# No really. I'm out of your league.



## shuefly pie (Jan 29, 2011)

I know I'm not young and foxy.

I know my days of "stopping traffic" are behind me.

I know I'm at the self-wash car wash with my autistic kid and my decidedly unsexy (albeit paid for) car.

But when the largely toothless guy who runs the change booth at said car wash sincerely hits on me...

Please, please tell me I still have enough working for me to be "out of his league."

Please?
________________

Add your own "No really. I'm out of your league," tale here. I know I can't be the only one who gets hit on and feels less than complimented by the effort.


----------



## Hozay J Garseeya (Jan 29, 2011)

shuefly pie said:


> I know I'm not young and foxy.
> 
> I know my days of "stopping traffic" are behind me.
> 
> ...



I feel like, I should say something like "I'd hit it." But I'm not exactly sure that's the type of compliment you want. And that's not really my style either.


----------



## shuefly pie (Jan 29, 2011)

Hit me baby! 

I'm really not fishing here (well maybe a little after this run in with Toothless Joe - it was disheartening), but I figure someone else has to have a good tale or two about being hit on by someone who makes them want to step back and say, "Seriously?"


----------



## Cuddle-Bunny (Jan 29, 2011)

Yes, you're not the only one who gets hit on by the great unwashed!

My problem seems to be that the guys I'm interested in don't know I exist, but the guys who have all the social skills of a skunk licking its ass and knuckles that drag the ground... those are the ones that hit on me!

I'd like to think I'm worth more than that. I own my own home, car, brain, have a good job. I think my face is alright, figures not bad. I have all my own hair, teeth, a full compliment of working limbs and no baggage.

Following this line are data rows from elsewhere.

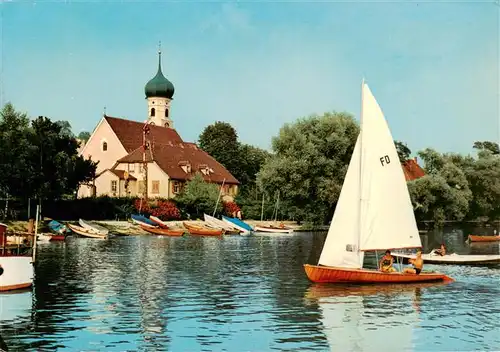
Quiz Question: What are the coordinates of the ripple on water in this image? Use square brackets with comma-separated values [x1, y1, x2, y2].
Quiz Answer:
[0, 234, 500, 351]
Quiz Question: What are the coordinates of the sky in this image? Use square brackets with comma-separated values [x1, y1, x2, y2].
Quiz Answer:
[0, 0, 500, 153]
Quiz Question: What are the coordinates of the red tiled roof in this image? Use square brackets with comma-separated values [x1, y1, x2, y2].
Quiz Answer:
[118, 142, 239, 184]
[104, 116, 182, 153]
[402, 158, 425, 181]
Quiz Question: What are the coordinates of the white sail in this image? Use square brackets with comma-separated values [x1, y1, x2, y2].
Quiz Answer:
[319, 133, 364, 268]
[360, 84, 422, 251]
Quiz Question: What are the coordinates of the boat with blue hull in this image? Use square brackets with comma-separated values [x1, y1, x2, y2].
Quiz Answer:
[222, 215, 253, 234]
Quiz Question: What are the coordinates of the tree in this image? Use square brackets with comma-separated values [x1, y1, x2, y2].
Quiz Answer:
[77, 131, 90, 143]
[394, 141, 411, 162]
[257, 112, 359, 223]
[175, 172, 221, 219]
[408, 148, 472, 227]
[473, 141, 500, 155]
[198, 121, 269, 193]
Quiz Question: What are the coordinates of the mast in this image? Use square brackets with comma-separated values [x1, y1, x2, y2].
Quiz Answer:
[356, 77, 365, 252]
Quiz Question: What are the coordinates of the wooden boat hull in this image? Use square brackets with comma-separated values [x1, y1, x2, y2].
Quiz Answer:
[182, 221, 224, 236]
[130, 214, 158, 227]
[469, 235, 500, 242]
[222, 216, 253, 234]
[68, 224, 108, 240]
[141, 225, 185, 237]
[0, 256, 35, 291]
[78, 219, 109, 235]
[304, 264, 454, 284]
[391, 252, 500, 265]
[254, 226, 293, 233]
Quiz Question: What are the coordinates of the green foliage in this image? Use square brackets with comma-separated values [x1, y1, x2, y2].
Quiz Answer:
[175, 173, 222, 219]
[257, 112, 359, 223]
[0, 103, 97, 199]
[198, 121, 269, 194]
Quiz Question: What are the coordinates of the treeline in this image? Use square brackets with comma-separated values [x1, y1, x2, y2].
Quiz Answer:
[200, 112, 500, 226]
[0, 103, 97, 204]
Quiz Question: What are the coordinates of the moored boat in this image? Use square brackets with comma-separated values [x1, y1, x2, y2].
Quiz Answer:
[0, 224, 36, 291]
[304, 82, 453, 284]
[254, 225, 293, 233]
[130, 214, 158, 227]
[68, 224, 108, 240]
[149, 215, 169, 229]
[222, 215, 253, 234]
[182, 221, 224, 236]
[392, 251, 500, 265]
[468, 235, 500, 242]
[78, 219, 109, 235]
[140, 225, 186, 237]
[203, 214, 240, 234]
[47, 220, 68, 234]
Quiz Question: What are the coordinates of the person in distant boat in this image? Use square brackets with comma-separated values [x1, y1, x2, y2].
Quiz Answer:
[378, 250, 396, 273]
[403, 249, 424, 275]
[434, 243, 446, 256]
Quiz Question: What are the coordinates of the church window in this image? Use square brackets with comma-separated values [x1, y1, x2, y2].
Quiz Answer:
[151, 181, 160, 194]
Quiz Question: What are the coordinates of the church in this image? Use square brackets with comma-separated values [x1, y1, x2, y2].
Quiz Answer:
[78, 51, 239, 201]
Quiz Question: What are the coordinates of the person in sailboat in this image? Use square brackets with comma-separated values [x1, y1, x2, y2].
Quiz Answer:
[378, 250, 396, 273]
[403, 249, 424, 275]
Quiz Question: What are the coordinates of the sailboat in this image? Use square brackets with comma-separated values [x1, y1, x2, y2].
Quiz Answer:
[304, 80, 453, 283]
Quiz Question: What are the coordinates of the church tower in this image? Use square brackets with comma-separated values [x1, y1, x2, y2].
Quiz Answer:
[144, 42, 174, 128]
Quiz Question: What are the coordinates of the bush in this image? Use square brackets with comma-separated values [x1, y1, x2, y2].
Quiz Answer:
[134, 199, 181, 221]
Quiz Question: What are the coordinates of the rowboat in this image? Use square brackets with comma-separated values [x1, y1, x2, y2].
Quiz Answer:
[392, 251, 500, 265]
[68, 224, 108, 240]
[304, 81, 453, 284]
[78, 219, 109, 235]
[47, 220, 68, 234]
[0, 223, 34, 291]
[182, 221, 224, 236]
[149, 215, 168, 229]
[222, 215, 253, 234]
[140, 225, 186, 237]
[130, 214, 158, 227]
[468, 235, 500, 242]
[254, 225, 293, 233]
[203, 214, 240, 234]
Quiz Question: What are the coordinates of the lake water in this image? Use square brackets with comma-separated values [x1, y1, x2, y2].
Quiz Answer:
[0, 229, 500, 351]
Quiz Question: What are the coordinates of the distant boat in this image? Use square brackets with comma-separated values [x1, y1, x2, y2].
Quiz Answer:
[130, 214, 158, 227]
[149, 215, 169, 229]
[222, 215, 253, 234]
[140, 225, 186, 237]
[468, 235, 500, 242]
[203, 214, 239, 232]
[68, 224, 108, 240]
[182, 221, 224, 236]
[47, 220, 68, 234]
[304, 81, 453, 284]
[0, 223, 34, 292]
[391, 251, 500, 265]
[254, 225, 293, 233]
[78, 219, 109, 235]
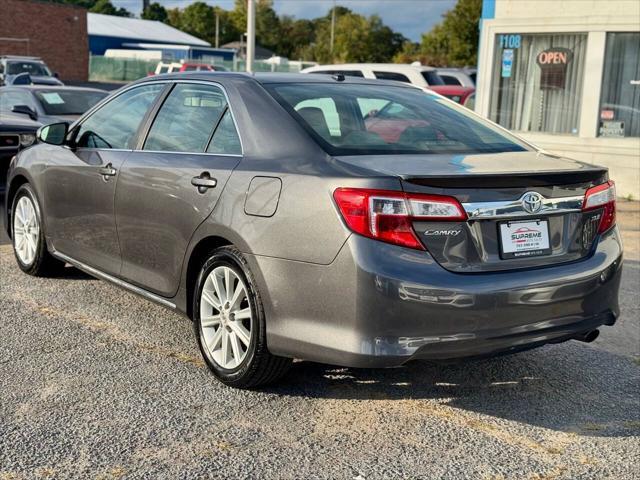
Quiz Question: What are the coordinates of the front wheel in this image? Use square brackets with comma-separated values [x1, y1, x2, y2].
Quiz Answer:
[11, 183, 64, 277]
[193, 246, 291, 388]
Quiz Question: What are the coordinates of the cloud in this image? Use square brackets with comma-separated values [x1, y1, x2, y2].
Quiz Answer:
[111, 0, 456, 41]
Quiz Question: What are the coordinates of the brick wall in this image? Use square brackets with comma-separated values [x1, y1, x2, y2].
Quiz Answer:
[0, 0, 89, 81]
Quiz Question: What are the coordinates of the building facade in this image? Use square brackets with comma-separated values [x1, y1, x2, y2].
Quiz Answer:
[476, 0, 640, 200]
[0, 0, 89, 81]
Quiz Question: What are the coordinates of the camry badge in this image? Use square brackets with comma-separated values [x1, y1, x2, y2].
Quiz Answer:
[522, 192, 543, 213]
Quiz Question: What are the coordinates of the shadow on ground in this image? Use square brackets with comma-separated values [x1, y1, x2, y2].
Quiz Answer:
[267, 341, 640, 437]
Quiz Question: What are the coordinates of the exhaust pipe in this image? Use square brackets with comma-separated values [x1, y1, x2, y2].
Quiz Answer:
[573, 330, 600, 343]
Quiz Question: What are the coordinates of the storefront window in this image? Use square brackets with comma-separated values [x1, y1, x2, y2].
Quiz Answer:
[598, 32, 640, 137]
[490, 33, 587, 135]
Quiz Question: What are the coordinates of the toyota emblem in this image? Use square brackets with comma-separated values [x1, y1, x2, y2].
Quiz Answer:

I think that being single - for the moment - is for the best, until someone I like bothers to take notice. I'm not too picky, but some social skills and consideration would be a plus.


----------



## CastingPearls (Jan 29, 2011)

Guys like that are good for a laugh at least. LOL


----------



## Cuddle-Bunny (Jan 29, 2011)

Very true


----------



## PinkRodery (Jan 29, 2011)

Eh... No one hits on me. Maybe due to the fact that I have a lot of very attractive friends and I tend to be invisible when with them, that's the nicest way I have of looking at it.


----------



## Zowie (Jan 29, 2011)

To be completely honest, I'm a proud bitch who judges the heck out of anyone. But I'm always pleased if someone takes the time of day to notice me, even if the first thought on the mind is "PENIS VAGINA PENIS VAGINA". It's still acknowledging me as a person, instead of the usual way people politely ignore each other.


----------



## shuefly pie (Jan 29, 2011)

Sometimes it's better to be ignored. 

"Consider the source" and all that...


----------



## Sasquatch! (Jan 30, 2011)

This isn't a "I'm out of your league" more like a "We're playing a different sport"....

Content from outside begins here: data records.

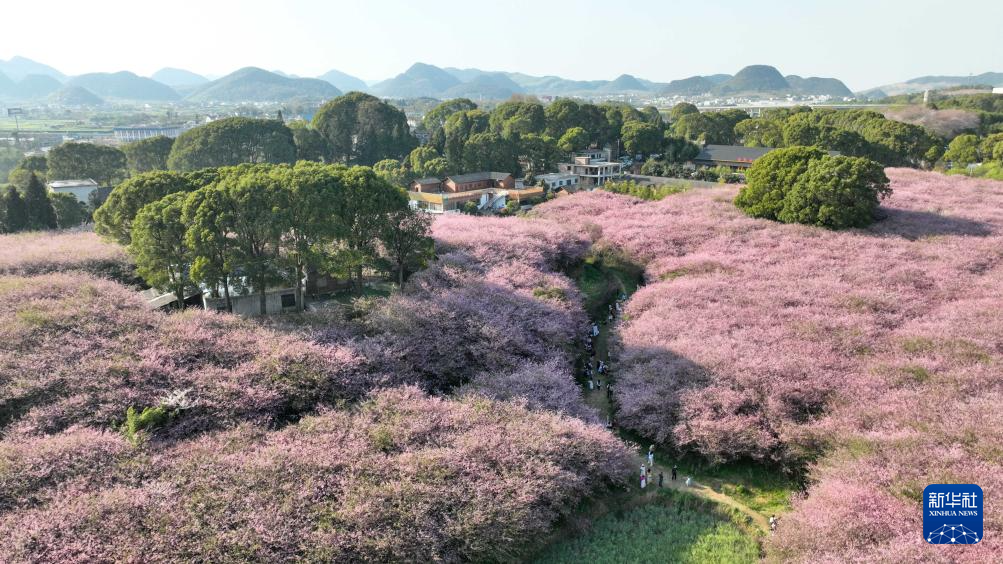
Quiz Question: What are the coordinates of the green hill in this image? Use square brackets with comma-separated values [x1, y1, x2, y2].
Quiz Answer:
[596, 74, 648, 93]
[660, 76, 717, 96]
[67, 70, 181, 101]
[188, 66, 341, 103]
[443, 72, 525, 100]
[317, 69, 369, 92]
[48, 85, 104, 105]
[372, 62, 460, 98]
[0, 56, 66, 82]
[786, 74, 854, 98]
[150, 66, 209, 88]
[713, 64, 791, 94]
[17, 74, 62, 100]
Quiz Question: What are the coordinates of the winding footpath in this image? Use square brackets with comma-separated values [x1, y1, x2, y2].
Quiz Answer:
[583, 274, 769, 535]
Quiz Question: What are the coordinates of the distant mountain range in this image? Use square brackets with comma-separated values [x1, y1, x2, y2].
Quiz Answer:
[0, 56, 66, 82]
[66, 70, 182, 101]
[317, 69, 369, 92]
[187, 66, 341, 103]
[0, 56, 1003, 105]
[372, 63, 853, 99]
[860, 72, 1003, 98]
[150, 66, 209, 88]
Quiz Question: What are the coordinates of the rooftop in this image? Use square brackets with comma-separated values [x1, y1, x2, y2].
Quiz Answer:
[446, 173, 512, 184]
[49, 179, 97, 190]
[694, 145, 773, 163]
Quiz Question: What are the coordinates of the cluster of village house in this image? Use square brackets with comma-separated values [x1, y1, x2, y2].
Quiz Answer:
[49, 140, 771, 316]
[408, 149, 623, 214]
[408, 145, 772, 214]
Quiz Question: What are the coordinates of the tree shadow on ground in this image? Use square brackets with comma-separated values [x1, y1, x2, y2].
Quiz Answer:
[864, 208, 993, 241]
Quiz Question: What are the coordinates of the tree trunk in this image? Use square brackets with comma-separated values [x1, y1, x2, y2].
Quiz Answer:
[223, 276, 234, 313]
[296, 263, 306, 311]
[258, 274, 268, 317]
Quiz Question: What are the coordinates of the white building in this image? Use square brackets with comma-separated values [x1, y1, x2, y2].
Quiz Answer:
[558, 149, 624, 188]
[49, 179, 100, 204]
[537, 173, 578, 192]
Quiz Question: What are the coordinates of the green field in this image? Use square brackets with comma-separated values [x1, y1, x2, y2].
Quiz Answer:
[0, 115, 111, 132]
[532, 490, 759, 564]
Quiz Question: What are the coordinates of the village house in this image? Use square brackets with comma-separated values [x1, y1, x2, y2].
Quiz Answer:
[558, 149, 623, 188]
[693, 145, 840, 168]
[407, 173, 544, 214]
[48, 179, 111, 204]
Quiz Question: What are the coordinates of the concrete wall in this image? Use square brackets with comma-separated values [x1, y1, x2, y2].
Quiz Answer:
[204, 288, 296, 317]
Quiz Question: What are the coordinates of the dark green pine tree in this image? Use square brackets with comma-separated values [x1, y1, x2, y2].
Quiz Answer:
[3, 186, 28, 233]
[24, 173, 57, 229]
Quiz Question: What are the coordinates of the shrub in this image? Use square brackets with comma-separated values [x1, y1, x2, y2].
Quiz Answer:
[536, 169, 1003, 562]
[735, 147, 891, 229]
[735, 147, 825, 220]
[776, 157, 892, 229]
[0, 388, 633, 562]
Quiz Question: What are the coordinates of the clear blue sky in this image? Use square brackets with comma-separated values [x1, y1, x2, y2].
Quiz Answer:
[0, 0, 1003, 89]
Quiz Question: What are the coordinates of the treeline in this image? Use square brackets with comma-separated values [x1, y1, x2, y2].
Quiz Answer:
[0, 173, 90, 233]
[722, 106, 945, 167]
[375, 98, 686, 185]
[94, 162, 431, 314]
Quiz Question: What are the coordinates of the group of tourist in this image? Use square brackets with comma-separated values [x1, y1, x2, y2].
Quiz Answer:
[641, 445, 693, 490]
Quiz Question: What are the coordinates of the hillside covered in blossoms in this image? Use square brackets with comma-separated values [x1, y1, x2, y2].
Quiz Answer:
[539, 169, 1003, 562]
[0, 169, 1003, 562]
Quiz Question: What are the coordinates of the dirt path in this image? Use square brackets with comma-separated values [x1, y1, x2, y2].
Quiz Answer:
[583, 274, 769, 534]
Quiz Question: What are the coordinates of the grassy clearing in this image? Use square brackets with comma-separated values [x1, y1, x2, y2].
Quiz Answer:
[679, 462, 796, 517]
[533, 490, 759, 564]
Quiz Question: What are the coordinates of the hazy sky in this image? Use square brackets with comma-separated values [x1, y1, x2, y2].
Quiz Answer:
[0, 0, 1003, 89]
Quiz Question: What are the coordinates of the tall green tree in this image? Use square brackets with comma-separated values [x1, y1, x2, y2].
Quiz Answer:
[128, 194, 195, 309]
[24, 173, 59, 230]
[735, 147, 825, 220]
[519, 133, 566, 176]
[669, 101, 700, 123]
[944, 134, 982, 167]
[621, 119, 665, 158]
[49, 193, 89, 229]
[443, 109, 489, 170]
[313, 92, 418, 166]
[776, 155, 892, 229]
[215, 165, 289, 315]
[94, 171, 199, 245]
[380, 208, 433, 289]
[557, 127, 589, 154]
[463, 132, 521, 177]
[46, 142, 126, 186]
[122, 135, 175, 174]
[489, 100, 547, 138]
[3, 186, 28, 233]
[182, 185, 236, 311]
[273, 162, 344, 311]
[289, 120, 331, 163]
[329, 167, 407, 291]
[168, 117, 296, 172]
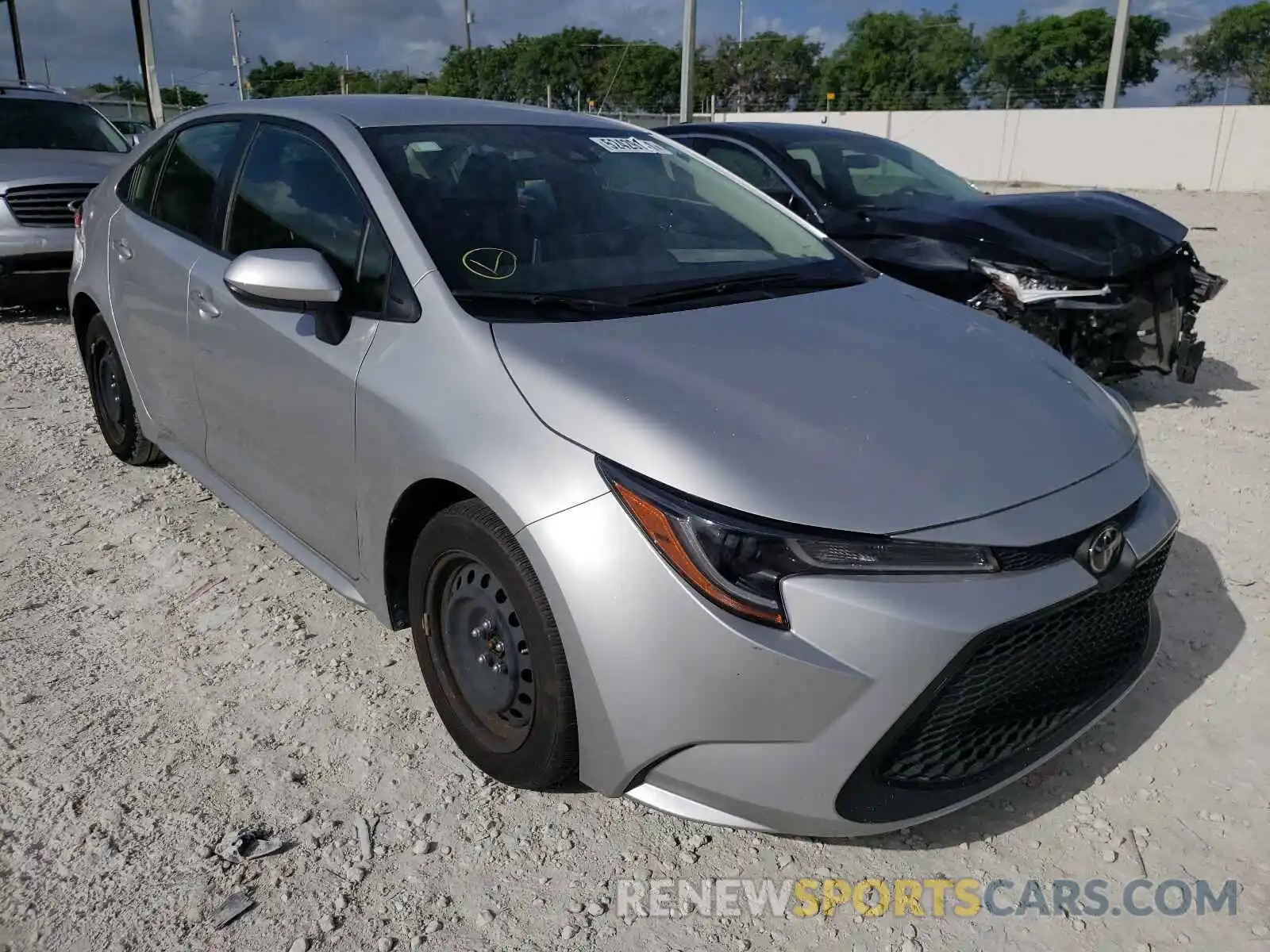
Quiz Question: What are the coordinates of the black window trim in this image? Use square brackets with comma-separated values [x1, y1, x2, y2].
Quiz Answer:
[217, 116, 406, 322]
[116, 113, 256, 254]
[692, 132, 824, 222]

Can guys stop hitting on me? Please?


----------



## AmazingAmy (Jan 30, 2011)

Sasquatch! said:


> This isn't a "I'm out of your league" more like a "We're playing a different sport"....
> 
> Can guys stop hitting on me? Please?



Quit whining and take it like a man, Sassy.


----------



## bonified (Jan 30, 2011)

I dunno, everyone has a story, whether there is an attraction or not is a diff thing. Ol teefy might be working the car wash to get new fangs, who knows. I don't think anyone is out of or in anothers league as such & kinda basing physical validation on the level of attractiveness seen from someone who doesnt know you at all seems a lil weird to me.


----------



## Sasquatch! (Jan 30, 2011)

AmazingAmy said:


> Quit whining and take it like a man, Sassy.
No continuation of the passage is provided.